Lecture 32 - LLM From Scratch: Model Mechanics for Agent and GPU Engineers¶

Course: Agentic AI & GenAI | Previous: Lecture 31 | Next: Lecture 33

Agent engineers usually work above the model:

prompt
  -> tool calls
  -> memory
  -> Gateway
  -> runtime
  -> UI

GPU and systems engineers need to understand what happens below the API:

tokens
  -> embeddings
  -> attention
  -> MLP
  -> logits
  -> sampling

The angelos-p/llm-from-scratch repository is useful because it strips the problem down to a workshop-sized GPT. The project walks through writing a tokenizer, transformer model, training loop, and generation code, then trains a small Shakespeare-style model on a laptop-class machine.

The key lesson for this roadmap:

If you understand the model loop, agent-runtime bottlenecks stop looking mysterious.

Learning objectives¶

By the end of this lecture, you should be able to:

Explain what a small GPT training pipeline contains.
Understand why tokenization changes the shape of the whole workload.
Map transformer blocks to GPU kernels and memory movement.
Distinguish training-time cost from inference-time cost.
Explain prefill, decode, KV cache, logits, and sampling in practical terms.
Connect model internals to agent system behavior: latency, context growth, streaming, and batching.
Use an from-scratch LLM workshop as a bridge from agent engineering to GPU/kernel engineering.

1. Why this belongs in an agent course¶

Most agent failures are not caused by attention math.

They are caused by harness, tool, memory, policy, and product issues.

Still, model mechanics matter because agents create unusual inference workloads:

long context windows
many short turns
tool-call interruptions
streaming tokens
retries and repair loops
multiple subagents
background cron runs
local/edge deployment

If you do not understand the model under the API, you will misdiagnose performance.

Examples:

Symptom	Model-level explanation
first token is slow	prefill over the full prompt/context is expensive
later tokens stream steadily	decode reuses KV cache and generates one token at a time
long sessions get slower	attention and KV memory grow with context
batch serving helps throughput	multiple requests share GPU work more efficiently
tool-heavy agents feel bursty	execution alternates between CPU/IO tools and GPU inference

Agent systems are runtime systems, but their runtime behavior is shaped by transformer inference.

2. What the reference repo builds¶

The reference project is a hands-on workshop titled Train Your Own LLM From Scratch.

It targets a small GPT-style model, not a production-scale frontier model.

The project has learners write:

character-level tokenizer
transformer model architecture
training loop
text generation and sampling
experiments on real data

The repository describes three workshop model sizes:

Config	Approx params	Layers	Heads	Embedding dim	Example train time
Tiny	~0.5M	2	2	128	minutes
Small	~4M	4	4	256	tens of minutes
Medium	~10M	6	6	384	under an hour on an M3 Pro-class machine

This scale is intentionally small.

That is the point.

You can see every component without distributed training, tokenizer complexity, or cluster infrastructure hiding the basics.

3. Pipeline overview¶

A minimal GPT pipeline:

raw text
  -> tokenizer
  -> token ids
  -> token embedding + position embedding
  -> repeated transformer blocks
  -> final layer norm
  -> linear projection to logits
  -> loss during training
  -> sampling during inference

Training path:

token batch
  -> forward pass
  -> logits
  -> cross-entropy loss
  -> backward pass
  -> optimizer step

Inference path:

prompt tokens
  -> forward pass
  -> next-token logits
  -> sample/select token
  -> append token
  -> repeat

The same model is used in both paths.

The workload is different.

Training does forward and backward over batches.

Inference usually does prefill once and decode repeatedly.

4. Tokenization is not a detail¶

The workshop uses character-level tokenization for Shakespeare.

Why?

Because the dataset is small.

A GPT-2-style BPE vocabulary has roughly 50k tokens.
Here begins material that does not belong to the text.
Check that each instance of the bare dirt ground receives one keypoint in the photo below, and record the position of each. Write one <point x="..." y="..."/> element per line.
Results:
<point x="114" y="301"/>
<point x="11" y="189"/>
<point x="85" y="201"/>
On a tiny dataset, many token patterns are too rare for a small model to learn useful structure.

Character-level tokenization gives a tiny vocabulary:

vocab_size ≈ tens of characters

Tradeoff:

Tokenizer	Benefit	Cost
Character-level	simple, works on small data, easy to inspect	longer sequences
BPE/subword	shorter sequences, production-like	needs larger data and more machinery

Hardware implication:

tokenizer choice changes sequence length,
sequence length changes attention cost,
attention cost changes memory and latency.
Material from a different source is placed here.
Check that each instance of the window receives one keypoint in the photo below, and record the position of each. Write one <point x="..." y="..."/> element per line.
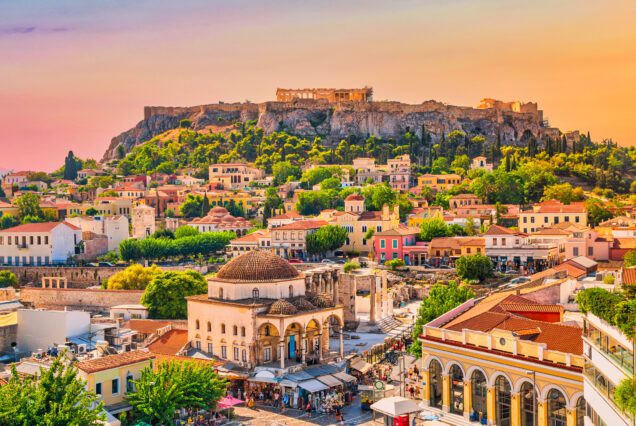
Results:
<point x="130" y="386"/>
<point x="115" y="386"/>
For agent systems, tokenization affects:

prompt size
context-window usage
retrieval chunk size
cost accounting
KV-cache memory
latency

5. Transformer block anatomy¶

A basic GPT block:

x
  -> LayerNorm
  -> self-attention
  -> residual add
  -> LayerNorm
  -> MLP / feed-forward
  -> residual add

Key components:

Component	Job
token embedding	maps token IDs to vectors
position embedding	tells model where tokens are in sequence
Q/K/V projections	create query, key, value vectors for attention
attention scores	decide which earlier tokens matter
softmax	turns scores into weights
attention output	mixes value vectors according to weights
MLP	per-token nonlinear transformation
residuals	preserve information and stabilize optimization
layer norm	stabilizes activations

GPU view:

linear layers = matrix multiplies
attention = matmul + softmax + matmul
MLP = large matrix multiplies + activation

This is where CUDA/TensorRT/kernel engineers enter.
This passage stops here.